Às vezes gosto de imaginar que lá numa daquelas enormes avenidas de Brasília, perdidos por entre os eixos viários, existem “órgãos-espelho” que funcionam exatamente ao contrário de seus homônimos originais.
É assim que, penso eu, deva existir, em contraponto à agência oficial, uma outra ANTT. Uma “Agência Nacional dos Truques e Trambiques” ou, em contraponto ao Ministério dos Transportes, um outro MT – Ministério das Trapaças.
Só dessa forma seria possível explicar o que ocorre neste país em relação à BR-262, que é, para quem não sabe, a única rodovia brasileira cujo trajeto podemos rotular de transoceânico, nascendo no Atlântico, rompendo a cordilheira e morrendo no Pacífico.
Acontece que, talvez por ser gerida nos “órgãos-espelho”, essa rodovia federal, que nasceu sob os auspícios de Vargas e, em grande parte de seu trajeto, foi aberta no enxadão por frentes de trabalhadores, é hoje uma vítima de pilantragens.
No que tange à sua concessão, os contratos que a permearam são um caso de polícia. Quando concedida, já havia bons trechos duplicados que foram repassados “de bandeja”, como BH-Nova Serrana.
Onde precisou-se efetivamente de obras, como Uberaba/Campo Florido/365, elas se deram nos chamados “trechos tranquilos”, que exigem mínimo de manutenção e onde a estrada serve apenas para banho de sol de lagartos e calangos. E mesmo assim, duplicação no modo “meia-boca”, pois as áreas ribeirinhas, que exigem pontes, são em pista simples e os retornos ainda funcionam em modo provisório até hoje.
Mas a tristeza mesmo fica é para o trecho Uberaba-Nova Serrana.
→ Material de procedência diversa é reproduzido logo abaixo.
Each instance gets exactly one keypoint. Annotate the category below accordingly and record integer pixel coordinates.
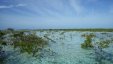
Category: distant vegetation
(88, 40)
(91, 30)
(24, 41)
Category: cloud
(77, 7)
(111, 10)
(11, 6)
(4, 6)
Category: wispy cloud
(11, 6)
(75, 4)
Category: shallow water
(66, 49)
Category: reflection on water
(64, 48)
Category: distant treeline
(80, 29)
(92, 30)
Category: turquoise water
(64, 48)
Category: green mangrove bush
(29, 42)
(88, 40)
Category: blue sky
(39, 14)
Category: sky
(56, 14)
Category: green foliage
(29, 43)
(88, 41)
(104, 44)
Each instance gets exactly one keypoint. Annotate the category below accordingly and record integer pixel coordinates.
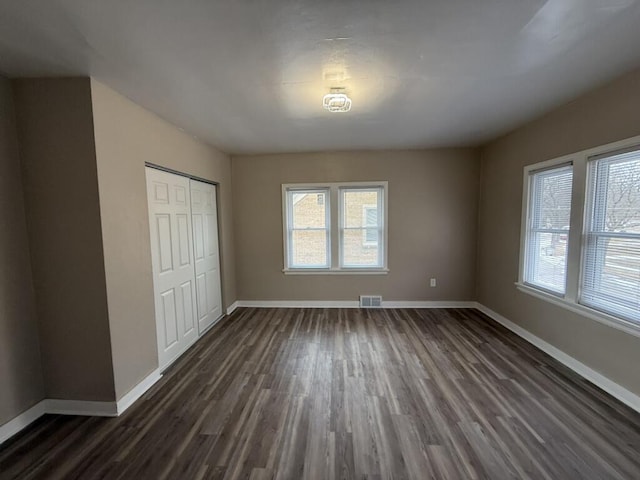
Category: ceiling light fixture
(336, 101)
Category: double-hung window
(611, 276)
(335, 228)
(308, 228)
(547, 228)
(581, 233)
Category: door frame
(218, 217)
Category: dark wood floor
(348, 394)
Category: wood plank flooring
(348, 394)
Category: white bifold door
(185, 257)
(207, 260)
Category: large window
(581, 233)
(335, 228)
(308, 235)
(547, 228)
(611, 277)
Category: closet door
(173, 263)
(206, 252)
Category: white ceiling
(248, 76)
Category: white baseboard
(612, 388)
(232, 307)
(348, 304)
(77, 407)
(23, 420)
(428, 304)
(80, 407)
(136, 392)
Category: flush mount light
(336, 101)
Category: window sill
(335, 271)
(601, 317)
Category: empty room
(320, 240)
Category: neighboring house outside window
(337, 227)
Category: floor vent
(370, 301)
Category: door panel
(173, 263)
(207, 262)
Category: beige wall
(20, 371)
(432, 224)
(55, 130)
(127, 136)
(605, 115)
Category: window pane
(371, 220)
(354, 204)
(308, 210)
(549, 262)
(553, 203)
(548, 228)
(309, 248)
(621, 195)
(355, 252)
(611, 278)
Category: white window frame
(334, 222)
(576, 235)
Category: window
(547, 226)
(308, 228)
(611, 277)
(370, 221)
(356, 226)
(581, 233)
(335, 228)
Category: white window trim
(334, 229)
(576, 248)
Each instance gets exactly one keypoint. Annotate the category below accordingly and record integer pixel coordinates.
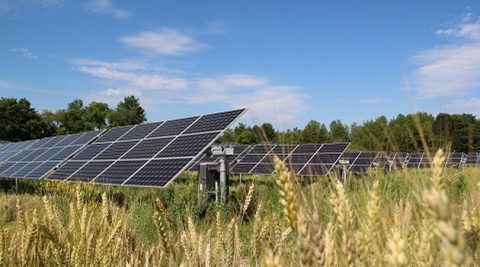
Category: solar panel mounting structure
(472, 158)
(454, 159)
(382, 160)
(414, 160)
(238, 149)
(146, 155)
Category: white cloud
(5, 84)
(134, 74)
(24, 52)
(107, 7)
(372, 101)
(266, 100)
(165, 41)
(277, 104)
(450, 69)
(115, 92)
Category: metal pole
(216, 192)
(344, 173)
(223, 180)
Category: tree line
(20, 121)
(411, 132)
(408, 133)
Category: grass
(409, 217)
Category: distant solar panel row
(304, 159)
(360, 162)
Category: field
(408, 217)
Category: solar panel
(362, 161)
(304, 159)
(11, 149)
(42, 155)
(382, 160)
(324, 159)
(151, 154)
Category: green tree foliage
(96, 115)
(465, 133)
(338, 132)
(290, 136)
(19, 121)
(50, 119)
(315, 132)
(244, 134)
(129, 111)
(370, 135)
(264, 133)
(72, 119)
(412, 132)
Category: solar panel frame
(238, 112)
(327, 148)
(48, 154)
(213, 135)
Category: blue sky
(287, 61)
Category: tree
(244, 134)
(338, 132)
(72, 120)
(50, 120)
(266, 132)
(19, 121)
(314, 132)
(465, 133)
(370, 135)
(96, 115)
(128, 111)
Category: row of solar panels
(151, 154)
(303, 159)
(319, 159)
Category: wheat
(288, 196)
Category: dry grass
(432, 222)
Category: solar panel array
(360, 162)
(303, 159)
(151, 154)
(38, 157)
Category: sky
(286, 61)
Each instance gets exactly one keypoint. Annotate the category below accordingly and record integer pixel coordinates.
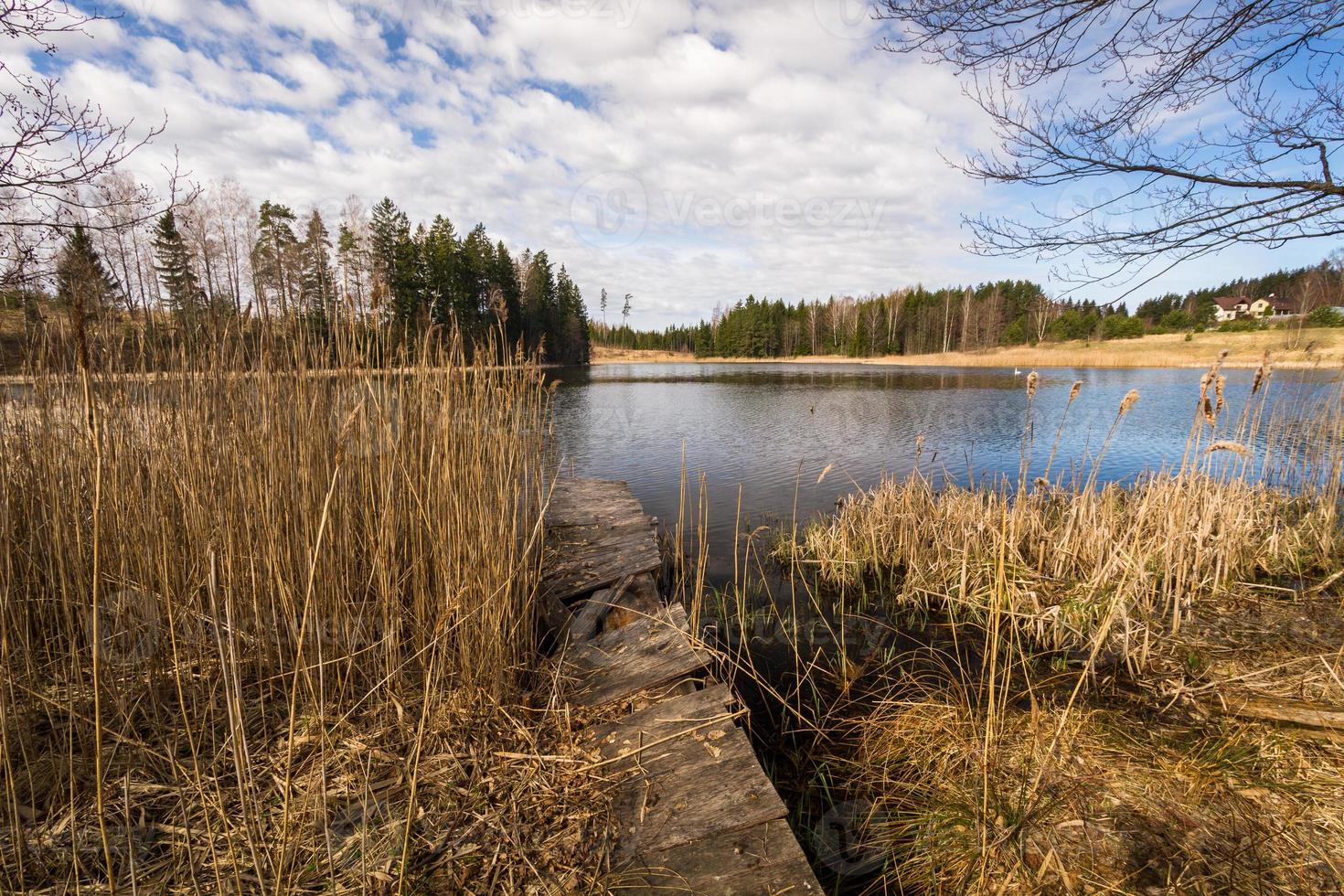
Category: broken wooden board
(592, 503)
(694, 809)
(595, 534)
(1287, 712)
(663, 731)
(583, 559)
(697, 812)
(646, 653)
(760, 861)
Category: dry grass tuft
(1095, 799)
(272, 633)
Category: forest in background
(923, 321)
(220, 263)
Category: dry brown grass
(1095, 799)
(1292, 347)
(273, 635)
(1070, 719)
(1104, 570)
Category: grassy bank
(1321, 347)
(1054, 687)
(274, 633)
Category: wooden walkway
(695, 810)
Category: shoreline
(1297, 349)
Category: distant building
(1234, 306)
(1230, 308)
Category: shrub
(1121, 326)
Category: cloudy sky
(686, 151)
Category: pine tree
(316, 286)
(185, 295)
(80, 277)
(273, 257)
(83, 285)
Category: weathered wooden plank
(691, 799)
(1290, 712)
(592, 503)
(671, 731)
(583, 559)
(646, 653)
(760, 861)
(695, 810)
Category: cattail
(1235, 448)
(1261, 372)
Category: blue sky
(687, 152)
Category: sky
(687, 152)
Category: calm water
(772, 429)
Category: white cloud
(765, 145)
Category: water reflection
(772, 429)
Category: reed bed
(1034, 687)
(1074, 566)
(274, 633)
(1115, 798)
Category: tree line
(218, 262)
(921, 321)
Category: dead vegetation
(274, 633)
(1121, 688)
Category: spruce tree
(315, 272)
(273, 257)
(82, 285)
(185, 297)
(80, 277)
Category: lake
(772, 429)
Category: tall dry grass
(1031, 687)
(1104, 569)
(272, 632)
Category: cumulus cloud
(684, 151)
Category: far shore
(1290, 347)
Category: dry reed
(305, 661)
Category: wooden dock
(695, 810)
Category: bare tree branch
(1217, 119)
(53, 148)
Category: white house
(1230, 308)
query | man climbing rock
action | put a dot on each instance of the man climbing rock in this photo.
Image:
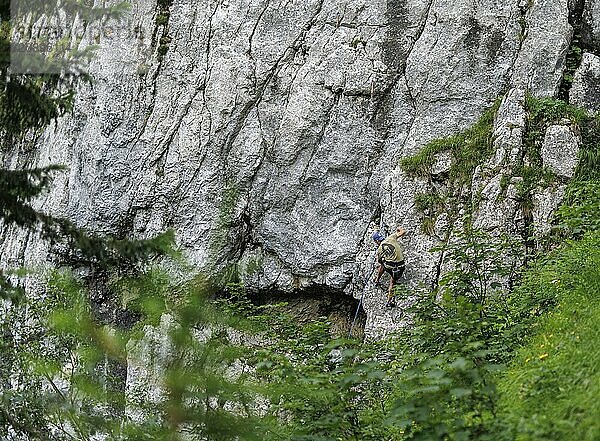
(390, 256)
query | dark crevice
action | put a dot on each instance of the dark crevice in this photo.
(311, 304)
(580, 43)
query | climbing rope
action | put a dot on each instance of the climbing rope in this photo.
(362, 296)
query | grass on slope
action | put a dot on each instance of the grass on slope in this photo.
(552, 389)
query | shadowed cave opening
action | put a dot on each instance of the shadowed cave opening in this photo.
(308, 305)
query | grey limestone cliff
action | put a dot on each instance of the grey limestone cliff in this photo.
(269, 132)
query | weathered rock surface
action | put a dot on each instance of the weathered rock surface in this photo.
(585, 91)
(590, 31)
(270, 131)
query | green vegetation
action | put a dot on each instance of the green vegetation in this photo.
(163, 15)
(481, 359)
(551, 389)
(468, 149)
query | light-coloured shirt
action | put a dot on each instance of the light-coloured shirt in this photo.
(390, 250)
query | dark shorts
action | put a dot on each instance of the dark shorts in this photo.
(394, 269)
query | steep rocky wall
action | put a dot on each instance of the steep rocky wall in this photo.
(269, 132)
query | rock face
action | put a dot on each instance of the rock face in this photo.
(269, 132)
(585, 91)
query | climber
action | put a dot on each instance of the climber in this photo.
(391, 260)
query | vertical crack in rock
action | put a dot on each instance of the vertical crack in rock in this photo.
(238, 120)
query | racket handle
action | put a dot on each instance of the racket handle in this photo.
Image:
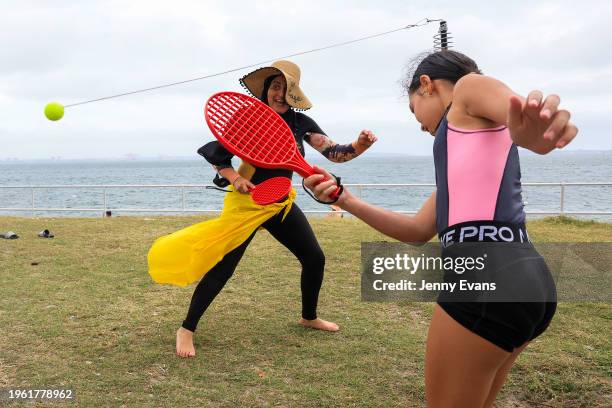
(335, 194)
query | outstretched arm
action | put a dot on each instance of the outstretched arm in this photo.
(340, 153)
(415, 230)
(535, 123)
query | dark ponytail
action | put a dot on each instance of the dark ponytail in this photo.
(445, 64)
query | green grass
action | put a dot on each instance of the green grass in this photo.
(87, 316)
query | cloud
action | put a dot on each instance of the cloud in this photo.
(76, 51)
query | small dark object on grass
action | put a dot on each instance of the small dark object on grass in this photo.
(45, 234)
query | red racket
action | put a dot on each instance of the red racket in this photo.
(251, 130)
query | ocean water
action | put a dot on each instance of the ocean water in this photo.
(559, 167)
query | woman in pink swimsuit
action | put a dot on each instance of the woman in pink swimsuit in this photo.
(477, 122)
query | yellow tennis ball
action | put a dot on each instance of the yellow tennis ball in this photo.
(54, 111)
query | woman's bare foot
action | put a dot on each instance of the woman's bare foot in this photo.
(184, 343)
(320, 324)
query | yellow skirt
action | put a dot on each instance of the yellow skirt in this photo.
(185, 256)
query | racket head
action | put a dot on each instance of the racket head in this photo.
(271, 190)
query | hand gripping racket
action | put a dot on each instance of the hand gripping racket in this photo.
(253, 131)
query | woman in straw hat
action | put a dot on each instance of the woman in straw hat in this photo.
(214, 248)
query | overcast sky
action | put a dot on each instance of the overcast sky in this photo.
(71, 51)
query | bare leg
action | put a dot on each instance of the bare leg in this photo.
(502, 374)
(184, 343)
(319, 324)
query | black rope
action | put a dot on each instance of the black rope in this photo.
(326, 202)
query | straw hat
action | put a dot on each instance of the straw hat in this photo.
(295, 97)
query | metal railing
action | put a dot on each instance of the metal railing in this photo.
(183, 209)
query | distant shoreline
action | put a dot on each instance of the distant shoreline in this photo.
(196, 158)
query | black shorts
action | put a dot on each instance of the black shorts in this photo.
(521, 307)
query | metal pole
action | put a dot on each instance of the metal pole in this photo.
(105, 204)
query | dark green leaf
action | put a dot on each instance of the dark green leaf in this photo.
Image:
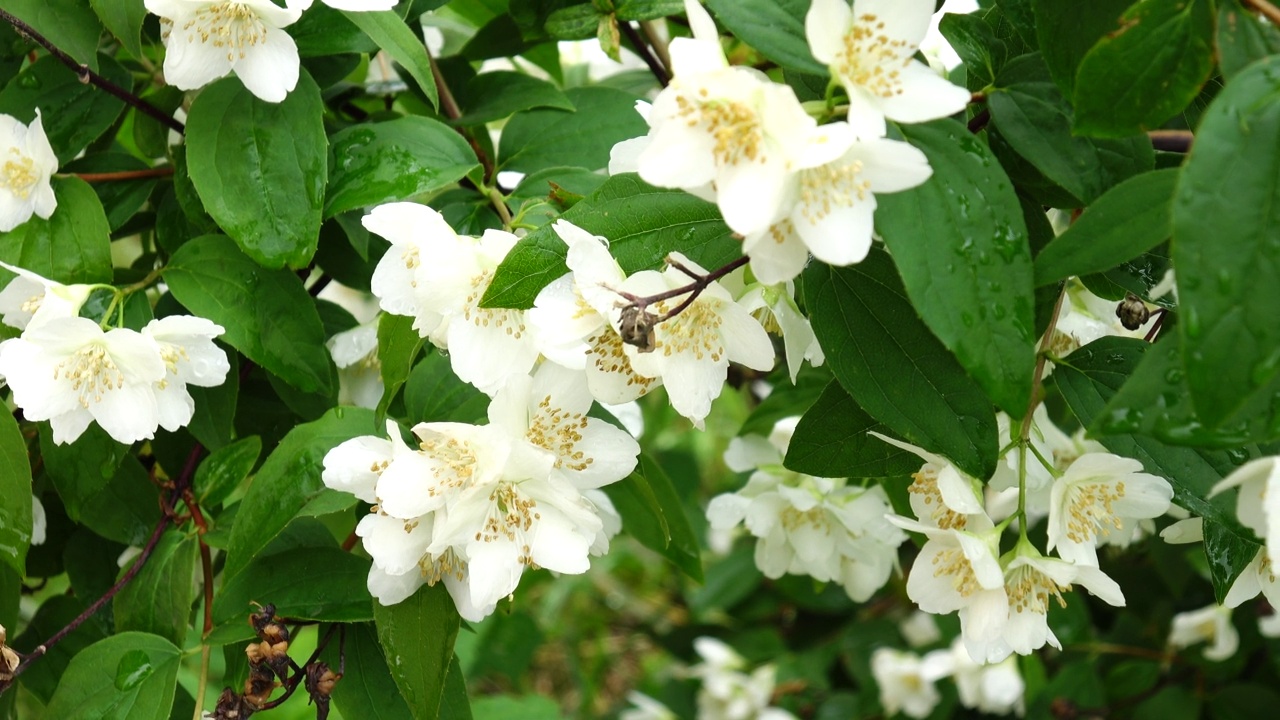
(773, 27)
(1225, 246)
(1242, 39)
(260, 168)
(972, 282)
(1142, 74)
(394, 160)
(288, 479)
(832, 441)
(1036, 121)
(1128, 220)
(886, 358)
(128, 675)
(158, 600)
(402, 44)
(535, 140)
(643, 226)
(417, 639)
(72, 246)
(268, 315)
(14, 496)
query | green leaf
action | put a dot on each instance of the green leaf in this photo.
(417, 639)
(1034, 119)
(72, 246)
(398, 345)
(1068, 31)
(972, 282)
(123, 18)
(535, 140)
(832, 441)
(128, 677)
(492, 96)
(643, 224)
(368, 691)
(159, 598)
(1225, 217)
(16, 509)
(1242, 39)
(1151, 68)
(402, 44)
(773, 27)
(224, 470)
(69, 24)
(886, 358)
(288, 479)
(268, 314)
(1128, 220)
(394, 160)
(260, 168)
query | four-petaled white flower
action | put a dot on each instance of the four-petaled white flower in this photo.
(26, 164)
(869, 49)
(206, 40)
(1101, 496)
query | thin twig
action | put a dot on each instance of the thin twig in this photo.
(88, 76)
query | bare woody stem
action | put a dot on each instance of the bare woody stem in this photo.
(90, 77)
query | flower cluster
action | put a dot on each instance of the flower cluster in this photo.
(72, 372)
(472, 506)
(819, 527)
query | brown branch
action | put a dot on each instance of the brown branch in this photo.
(90, 77)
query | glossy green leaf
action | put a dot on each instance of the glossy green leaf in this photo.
(643, 224)
(14, 496)
(773, 27)
(900, 373)
(368, 691)
(1225, 246)
(72, 246)
(1128, 220)
(1036, 121)
(268, 314)
(402, 44)
(71, 24)
(126, 677)
(540, 139)
(492, 96)
(832, 441)
(123, 18)
(260, 168)
(219, 474)
(1242, 39)
(288, 479)
(394, 160)
(72, 113)
(417, 639)
(1151, 68)
(972, 281)
(1069, 28)
(158, 600)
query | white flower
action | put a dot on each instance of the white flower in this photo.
(30, 300)
(26, 164)
(190, 356)
(360, 372)
(1211, 624)
(1257, 505)
(209, 39)
(71, 373)
(869, 50)
(905, 682)
(831, 208)
(691, 350)
(1100, 496)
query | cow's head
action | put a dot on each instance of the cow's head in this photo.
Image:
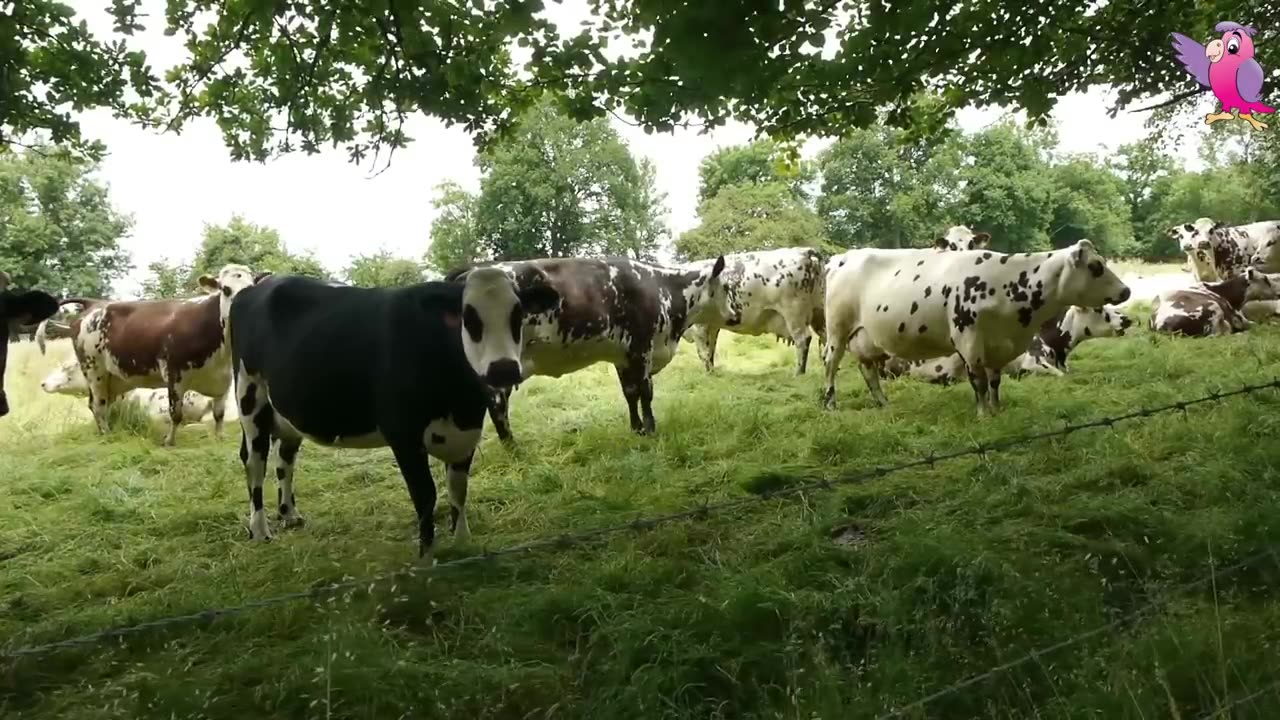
(707, 297)
(228, 283)
(19, 308)
(1087, 281)
(493, 319)
(960, 237)
(67, 379)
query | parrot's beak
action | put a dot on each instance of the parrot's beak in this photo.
(1214, 50)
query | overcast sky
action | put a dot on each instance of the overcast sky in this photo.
(172, 185)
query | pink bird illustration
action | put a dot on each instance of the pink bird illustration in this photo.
(1226, 67)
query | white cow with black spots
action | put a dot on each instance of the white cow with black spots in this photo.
(772, 291)
(987, 306)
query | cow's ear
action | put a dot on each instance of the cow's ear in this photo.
(540, 297)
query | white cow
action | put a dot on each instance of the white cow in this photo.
(772, 291)
(1047, 354)
(920, 304)
(68, 379)
(1216, 251)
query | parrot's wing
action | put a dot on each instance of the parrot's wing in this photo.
(1191, 54)
(1248, 81)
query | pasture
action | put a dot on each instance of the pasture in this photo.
(841, 604)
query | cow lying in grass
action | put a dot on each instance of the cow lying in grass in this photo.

Uma viagem que o cidadão faz sobre um asfalto picotado por remendos, provocando um sacolejar perene. Um trecho de 343 quilômetros, todo sinuoso, infestado por imensos caminhões de carga, transitando em pista simples, formando comboios que são periódicos. Quando o motorista consegue escapar de um e pensa que vai acelerar, feliz rumo a seu destino, logo cai na rabeira de outro... e lá se vai mais meia hora de impaciência.
O leitor está pasmo? Calma... tem mais! Por mais inacreditável que pareça, todo esse calvário sob forma de rodovia é pontuado do início ao fim por postos de pedágio! Sim, você paga para usufruir dessa maravilha!
A estrada motivou, meses atrás, uma reunião na nossa simpática Araxá, onde estavam as autoridades responsáveis por esse estado de coisas. Havia gente da imprensa reclamando muito, havia deputados mostrando indignação e até alguns motoristas que estavam ávidos por notícias boas.
Ao final, o que se viu foi uma das autoridades presentes, vinculada certamente a um desses “órgãos-espelho”, dizer em alto e bom som que a 262 não precisa de duplicação entre Uberaba e Nova Serrana. Que “algumas adequações são suficientes”.
Soube-se mais tarde que o responsável por tal comentário é realmente um expert em viagens entre BH e Uberaba, pois percorre o trajeto constantemente. Mas o faz em jatinho oficial do governo...
Na longa lista de absurdos que temos em nossa pátria, a BR-262 continua firme, ocupando seu espaço entre as primeiras fileiras, ajudando a consolidar nossa imagem e nossa marca registrada de “país dos pilantras”. Me traz à memória aquela frase do Stanislaw Ponte Preta: “Restaure-se a moralidade, ou nos locupletemos todos!”.